Outros estudiosos notaram semelhanças entre o antigo código tribal do pashtun, o pashtunwali e as tradições judaicas.
Embora os estudos de DNA tenham fornecido evidências limitadas para apoiar essas afirmações, um artigo de 2017 na revista Mitocondrial DNA descobriu que havia “uma conexão genética de conglomeração judaica na tribo Khattak”, um dos clãs pashtun.
E embora o Taleban tenha feito muito para apagar qualquer vestígio de sua história pré-islâmica, a tradição se recusa a morrer.
Como observou a antropóloga da Universidade Hebraica, Dra. Shalva Weil, a respeito da ligação dos pashtuns com as tribos perdidas de Israel: “Há evidências mais convincentes” sobre eles do que qualquer outra pessoa.
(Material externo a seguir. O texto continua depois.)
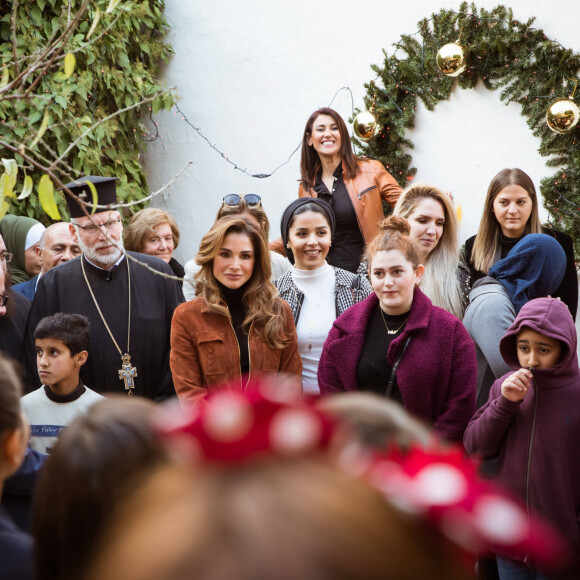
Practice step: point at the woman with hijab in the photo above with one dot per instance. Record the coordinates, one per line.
(316, 292)
(534, 268)
(22, 238)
Essa fascinante curiosidade histórica, entretanto, não deve nos cegar para o fato de que o Taleban é cruelmente anti-Israel e nenhum pashtun é conhecido por ter mostrado qualquer interesse público em retornar às suas raízes judaicas.
Na verdade, como o Dr. Be’eri argumentou, mesmo que os pashtuns sejam biológica e historicamente conectados com o povo de Israel, isso ainda não significa que “amanhã eles se converterão ao judaísmo e viverão na Terra de Israel”.
Simplesmente falar sobre “conversão em massa e migração de milhões de pashtuns do Afeganistão e da Índia para o Estado de Israel”, escreveu ele, pode prejudicar as perspectivas de construção de maior cooperação e entendimento regional.
Existem, é claro, outras teorias sobre as origens dos pashtuns, bem como estudiosos que desconsideram ou rejeitam a contenção de uma antiga conexão israelita. Mas, dada a antiga civilização e extensa diáspora dos pashtuns, e seu papel político e demográfico em várias partes do subcontinente asiático, parece prudente para o povo judeu buscar vias de diálogo com eles se e onde for viável.
A mera possibilidade de uma identidade histórica compartilhada poderia servir de base para uma discussão entre judeus e pashtuns, que poderia levar a um amortecimento da hostilidade e suspeita e talvez estabelecer as bases para um relacionamento mais forte no futuro.
À luz de sua teologia fanática, o Taleban obviamente não é um endereço para tais esforços. Mas há muitos outros pashtuns em todo o mundo com os quais devemos procurar construir pontes, quer se acredite ou não que sejam nossos primos há muito perdidos.